Pleneau Island and Booth Island

Today's adjectives: Awesome and historical. And more sensory overload than any of us might have imagined.

It began early, with our mellifluous, 5:00am wake-up call and a special, pre-breakfast visit to Pleneau Island for nesting gentoo penguins, blue-eyed shags, and south polar skuas. Totally unexpected was the juvenile emperor penguin lounging on Pleneau's cobble beach, which was truly a remarkable surprise. Emperors are a rarity because they breed during the frigid austral winter and, at this time of year, both adults and newly fledged birds are widely scattered at sea.

After breakfast, we notched up to another level of exhilaration, as Caledonian Star made another pioneering visit to Booth Island. This is where the pre-eminent French explorer Jean Baptiste Charcot overwintered in 1904. We saw artifacts from that expedition (including Charcot's stone magnetic hut) and were thrilled by this site's spectacular wildlife and scenery.

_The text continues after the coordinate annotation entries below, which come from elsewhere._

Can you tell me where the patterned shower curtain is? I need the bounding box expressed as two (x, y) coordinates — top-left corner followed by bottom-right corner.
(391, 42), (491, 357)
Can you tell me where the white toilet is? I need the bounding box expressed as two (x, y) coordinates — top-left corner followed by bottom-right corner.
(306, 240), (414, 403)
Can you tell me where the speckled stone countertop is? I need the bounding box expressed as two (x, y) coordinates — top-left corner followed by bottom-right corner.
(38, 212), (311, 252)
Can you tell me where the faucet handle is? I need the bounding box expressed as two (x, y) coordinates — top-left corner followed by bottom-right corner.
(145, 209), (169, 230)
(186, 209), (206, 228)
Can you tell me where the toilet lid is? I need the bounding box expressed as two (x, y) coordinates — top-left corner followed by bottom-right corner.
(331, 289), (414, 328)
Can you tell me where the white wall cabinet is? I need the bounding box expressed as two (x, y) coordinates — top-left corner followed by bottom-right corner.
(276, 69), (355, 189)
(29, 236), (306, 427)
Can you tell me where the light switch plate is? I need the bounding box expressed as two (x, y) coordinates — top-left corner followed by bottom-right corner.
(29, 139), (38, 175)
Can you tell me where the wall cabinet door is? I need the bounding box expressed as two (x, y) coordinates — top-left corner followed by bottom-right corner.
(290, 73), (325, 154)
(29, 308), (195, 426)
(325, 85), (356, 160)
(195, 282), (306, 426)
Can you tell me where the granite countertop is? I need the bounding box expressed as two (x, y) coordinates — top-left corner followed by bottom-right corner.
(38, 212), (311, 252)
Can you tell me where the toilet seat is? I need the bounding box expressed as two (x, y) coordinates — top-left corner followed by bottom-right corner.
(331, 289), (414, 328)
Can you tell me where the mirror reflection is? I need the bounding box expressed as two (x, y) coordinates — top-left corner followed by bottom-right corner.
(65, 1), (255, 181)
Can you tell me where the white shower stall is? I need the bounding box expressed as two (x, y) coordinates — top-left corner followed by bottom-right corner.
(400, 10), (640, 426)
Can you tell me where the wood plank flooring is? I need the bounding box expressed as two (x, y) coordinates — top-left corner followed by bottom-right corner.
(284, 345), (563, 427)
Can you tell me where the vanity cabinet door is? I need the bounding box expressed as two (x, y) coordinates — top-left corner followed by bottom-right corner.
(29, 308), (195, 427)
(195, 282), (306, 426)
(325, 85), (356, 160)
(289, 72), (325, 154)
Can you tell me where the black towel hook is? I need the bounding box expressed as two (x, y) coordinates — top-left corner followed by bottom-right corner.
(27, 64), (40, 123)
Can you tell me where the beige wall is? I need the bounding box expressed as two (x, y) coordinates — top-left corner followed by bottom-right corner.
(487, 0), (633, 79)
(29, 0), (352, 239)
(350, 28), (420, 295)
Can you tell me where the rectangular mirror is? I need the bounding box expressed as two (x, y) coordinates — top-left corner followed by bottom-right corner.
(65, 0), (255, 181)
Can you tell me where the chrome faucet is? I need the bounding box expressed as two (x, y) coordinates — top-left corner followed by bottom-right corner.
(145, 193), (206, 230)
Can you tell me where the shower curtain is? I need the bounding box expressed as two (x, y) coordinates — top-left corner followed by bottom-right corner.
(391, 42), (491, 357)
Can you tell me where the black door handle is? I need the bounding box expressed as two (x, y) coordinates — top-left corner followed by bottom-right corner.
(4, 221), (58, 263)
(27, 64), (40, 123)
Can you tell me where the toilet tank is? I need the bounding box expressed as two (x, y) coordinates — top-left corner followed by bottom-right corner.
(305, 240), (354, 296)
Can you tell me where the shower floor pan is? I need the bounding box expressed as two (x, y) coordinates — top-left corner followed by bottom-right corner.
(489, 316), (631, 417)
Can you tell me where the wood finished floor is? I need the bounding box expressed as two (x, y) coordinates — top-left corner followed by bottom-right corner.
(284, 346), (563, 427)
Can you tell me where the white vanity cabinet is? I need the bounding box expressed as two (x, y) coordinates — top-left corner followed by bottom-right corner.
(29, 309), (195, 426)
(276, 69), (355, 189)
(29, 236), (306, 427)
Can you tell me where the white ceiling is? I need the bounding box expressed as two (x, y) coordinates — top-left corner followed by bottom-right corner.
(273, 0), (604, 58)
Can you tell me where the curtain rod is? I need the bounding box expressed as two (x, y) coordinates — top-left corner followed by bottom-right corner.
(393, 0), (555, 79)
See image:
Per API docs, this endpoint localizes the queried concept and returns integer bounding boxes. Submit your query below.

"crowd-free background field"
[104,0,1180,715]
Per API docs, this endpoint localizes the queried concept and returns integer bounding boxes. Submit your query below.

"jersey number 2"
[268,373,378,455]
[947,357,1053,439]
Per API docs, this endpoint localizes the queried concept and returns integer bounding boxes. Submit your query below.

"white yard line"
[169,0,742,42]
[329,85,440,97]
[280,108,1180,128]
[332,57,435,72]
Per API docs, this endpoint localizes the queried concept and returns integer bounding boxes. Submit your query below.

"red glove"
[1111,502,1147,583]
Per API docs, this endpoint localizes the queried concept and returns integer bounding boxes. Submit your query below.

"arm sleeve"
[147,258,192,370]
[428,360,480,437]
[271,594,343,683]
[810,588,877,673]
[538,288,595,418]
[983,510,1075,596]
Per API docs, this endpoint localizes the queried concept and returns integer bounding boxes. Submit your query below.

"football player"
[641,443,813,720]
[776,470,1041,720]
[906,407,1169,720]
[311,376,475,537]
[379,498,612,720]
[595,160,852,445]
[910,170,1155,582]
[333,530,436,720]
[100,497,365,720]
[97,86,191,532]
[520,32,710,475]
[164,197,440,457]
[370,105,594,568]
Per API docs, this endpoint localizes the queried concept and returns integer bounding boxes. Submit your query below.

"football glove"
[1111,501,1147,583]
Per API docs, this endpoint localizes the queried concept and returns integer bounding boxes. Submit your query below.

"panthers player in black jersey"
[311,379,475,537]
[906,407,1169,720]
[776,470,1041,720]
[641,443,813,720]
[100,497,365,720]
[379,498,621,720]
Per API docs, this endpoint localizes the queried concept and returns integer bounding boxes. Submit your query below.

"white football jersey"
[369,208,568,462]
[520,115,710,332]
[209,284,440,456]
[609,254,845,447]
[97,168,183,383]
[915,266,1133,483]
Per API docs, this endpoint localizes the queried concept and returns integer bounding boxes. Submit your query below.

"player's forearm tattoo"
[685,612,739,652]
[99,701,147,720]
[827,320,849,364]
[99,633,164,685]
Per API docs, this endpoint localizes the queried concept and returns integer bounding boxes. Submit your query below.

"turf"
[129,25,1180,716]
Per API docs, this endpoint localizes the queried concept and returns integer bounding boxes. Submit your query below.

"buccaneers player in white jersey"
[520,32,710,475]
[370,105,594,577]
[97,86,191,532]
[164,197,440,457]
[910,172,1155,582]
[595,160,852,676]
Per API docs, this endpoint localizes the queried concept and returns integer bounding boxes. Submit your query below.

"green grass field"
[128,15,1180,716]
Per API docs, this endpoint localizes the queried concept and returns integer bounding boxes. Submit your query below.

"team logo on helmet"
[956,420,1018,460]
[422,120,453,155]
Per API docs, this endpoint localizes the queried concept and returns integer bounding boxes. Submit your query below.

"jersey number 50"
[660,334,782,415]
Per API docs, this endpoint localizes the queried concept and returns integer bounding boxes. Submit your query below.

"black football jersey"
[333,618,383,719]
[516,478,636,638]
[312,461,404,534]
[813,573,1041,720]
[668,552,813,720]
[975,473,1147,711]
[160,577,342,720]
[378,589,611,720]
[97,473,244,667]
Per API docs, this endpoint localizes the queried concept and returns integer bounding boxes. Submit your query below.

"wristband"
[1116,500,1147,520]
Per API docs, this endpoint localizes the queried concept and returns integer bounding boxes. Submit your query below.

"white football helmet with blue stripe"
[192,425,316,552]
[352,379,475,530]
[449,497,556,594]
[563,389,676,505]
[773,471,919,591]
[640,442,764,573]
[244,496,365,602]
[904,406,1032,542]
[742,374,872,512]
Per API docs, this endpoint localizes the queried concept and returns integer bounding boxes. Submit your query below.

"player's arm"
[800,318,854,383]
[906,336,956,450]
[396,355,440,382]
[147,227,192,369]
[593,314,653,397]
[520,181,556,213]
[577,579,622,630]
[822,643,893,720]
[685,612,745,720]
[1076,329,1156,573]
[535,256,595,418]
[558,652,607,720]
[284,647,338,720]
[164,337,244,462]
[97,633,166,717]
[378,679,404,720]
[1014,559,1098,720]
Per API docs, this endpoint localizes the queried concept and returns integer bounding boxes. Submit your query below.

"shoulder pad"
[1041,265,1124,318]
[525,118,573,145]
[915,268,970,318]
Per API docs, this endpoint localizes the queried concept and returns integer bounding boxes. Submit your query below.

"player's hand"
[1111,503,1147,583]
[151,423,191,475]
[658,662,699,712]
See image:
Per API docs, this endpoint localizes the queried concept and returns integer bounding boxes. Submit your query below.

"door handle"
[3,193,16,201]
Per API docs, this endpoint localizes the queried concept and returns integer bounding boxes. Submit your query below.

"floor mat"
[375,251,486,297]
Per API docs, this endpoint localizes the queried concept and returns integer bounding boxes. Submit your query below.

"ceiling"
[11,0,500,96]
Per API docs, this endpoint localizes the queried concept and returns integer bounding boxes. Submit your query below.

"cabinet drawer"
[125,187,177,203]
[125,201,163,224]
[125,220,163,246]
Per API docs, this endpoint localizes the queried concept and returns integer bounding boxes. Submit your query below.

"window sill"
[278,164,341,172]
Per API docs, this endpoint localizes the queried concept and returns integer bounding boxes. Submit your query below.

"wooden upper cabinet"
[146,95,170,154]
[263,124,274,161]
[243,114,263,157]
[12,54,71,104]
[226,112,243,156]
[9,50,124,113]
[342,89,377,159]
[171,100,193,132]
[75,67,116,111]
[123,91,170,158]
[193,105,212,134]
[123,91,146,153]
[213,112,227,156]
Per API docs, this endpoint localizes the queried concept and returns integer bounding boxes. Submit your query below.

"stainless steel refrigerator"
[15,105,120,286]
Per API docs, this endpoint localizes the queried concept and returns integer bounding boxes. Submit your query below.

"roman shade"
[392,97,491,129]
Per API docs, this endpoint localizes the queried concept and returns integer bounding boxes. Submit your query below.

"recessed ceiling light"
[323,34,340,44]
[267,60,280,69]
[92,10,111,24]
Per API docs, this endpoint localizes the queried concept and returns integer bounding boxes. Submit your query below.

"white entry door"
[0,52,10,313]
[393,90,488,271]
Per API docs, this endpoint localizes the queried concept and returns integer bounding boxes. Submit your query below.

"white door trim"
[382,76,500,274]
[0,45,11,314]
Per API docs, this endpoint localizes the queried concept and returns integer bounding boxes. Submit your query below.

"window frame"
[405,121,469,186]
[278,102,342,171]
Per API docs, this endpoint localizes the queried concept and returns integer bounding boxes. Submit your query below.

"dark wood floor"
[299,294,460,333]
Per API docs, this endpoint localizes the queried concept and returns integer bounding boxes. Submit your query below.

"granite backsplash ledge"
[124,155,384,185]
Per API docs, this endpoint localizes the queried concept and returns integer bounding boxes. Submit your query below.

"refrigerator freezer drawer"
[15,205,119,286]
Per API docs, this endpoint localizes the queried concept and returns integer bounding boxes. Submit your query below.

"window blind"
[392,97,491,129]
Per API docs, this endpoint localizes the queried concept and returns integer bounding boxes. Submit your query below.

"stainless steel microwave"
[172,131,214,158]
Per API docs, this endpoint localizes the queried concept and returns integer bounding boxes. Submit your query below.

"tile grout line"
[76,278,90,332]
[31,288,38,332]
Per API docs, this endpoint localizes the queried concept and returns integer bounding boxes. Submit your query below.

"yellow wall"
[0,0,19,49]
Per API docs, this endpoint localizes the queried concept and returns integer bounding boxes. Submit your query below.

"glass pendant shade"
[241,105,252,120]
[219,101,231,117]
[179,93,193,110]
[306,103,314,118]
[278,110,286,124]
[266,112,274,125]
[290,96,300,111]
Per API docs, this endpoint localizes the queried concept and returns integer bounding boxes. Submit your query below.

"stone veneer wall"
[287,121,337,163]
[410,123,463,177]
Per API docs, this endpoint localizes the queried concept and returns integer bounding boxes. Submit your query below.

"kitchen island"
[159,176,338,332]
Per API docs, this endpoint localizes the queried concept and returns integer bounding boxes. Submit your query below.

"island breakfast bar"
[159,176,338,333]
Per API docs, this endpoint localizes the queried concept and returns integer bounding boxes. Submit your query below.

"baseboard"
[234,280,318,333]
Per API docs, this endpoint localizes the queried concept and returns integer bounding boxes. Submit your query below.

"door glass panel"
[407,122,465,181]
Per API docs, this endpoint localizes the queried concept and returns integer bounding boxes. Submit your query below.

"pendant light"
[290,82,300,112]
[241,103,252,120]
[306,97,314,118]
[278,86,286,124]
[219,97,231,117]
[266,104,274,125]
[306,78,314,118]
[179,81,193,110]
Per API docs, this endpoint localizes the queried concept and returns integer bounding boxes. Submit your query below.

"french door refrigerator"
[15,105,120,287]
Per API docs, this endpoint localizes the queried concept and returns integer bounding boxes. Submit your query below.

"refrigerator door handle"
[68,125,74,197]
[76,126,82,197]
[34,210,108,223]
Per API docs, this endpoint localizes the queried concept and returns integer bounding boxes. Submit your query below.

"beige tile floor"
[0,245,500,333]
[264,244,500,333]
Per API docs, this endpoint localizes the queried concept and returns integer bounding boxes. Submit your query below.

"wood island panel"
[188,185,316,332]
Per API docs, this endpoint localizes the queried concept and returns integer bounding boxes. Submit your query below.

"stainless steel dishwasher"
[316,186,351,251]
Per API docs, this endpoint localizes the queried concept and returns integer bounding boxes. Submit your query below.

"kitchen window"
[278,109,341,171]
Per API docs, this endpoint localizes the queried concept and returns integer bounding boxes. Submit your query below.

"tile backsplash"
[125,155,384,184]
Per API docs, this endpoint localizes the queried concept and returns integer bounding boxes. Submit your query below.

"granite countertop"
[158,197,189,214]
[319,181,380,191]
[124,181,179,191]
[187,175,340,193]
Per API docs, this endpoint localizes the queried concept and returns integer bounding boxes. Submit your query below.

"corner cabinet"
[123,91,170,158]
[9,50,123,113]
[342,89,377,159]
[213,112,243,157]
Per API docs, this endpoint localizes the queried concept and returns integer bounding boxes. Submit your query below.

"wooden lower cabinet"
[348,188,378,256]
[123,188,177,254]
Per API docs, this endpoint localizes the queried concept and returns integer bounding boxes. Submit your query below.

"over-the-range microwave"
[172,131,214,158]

And on top of these wonders, there was the further excitement of finding all three Pygoscelid penguins - Adelie, chinstrap, and gentoo - nesting here. There are only a few locations where this occurs, a very short list now augmented by our historic visit.

Importantly, this new discovery added extremely valuable information to the Antarctic Site Inventory, a project working closely this season with Caledonian Star and Lindblad Expeditions. The Inventory is an assessment and monitoring study that has been regularly censusing Antarctic Peninsula fauna and flora since 1994. The baseline data and information collected and generated by this project are intended to ensure that any potential, environmental disruptions to Peninsula wildlife are substantially minimized, if not avoided altogether.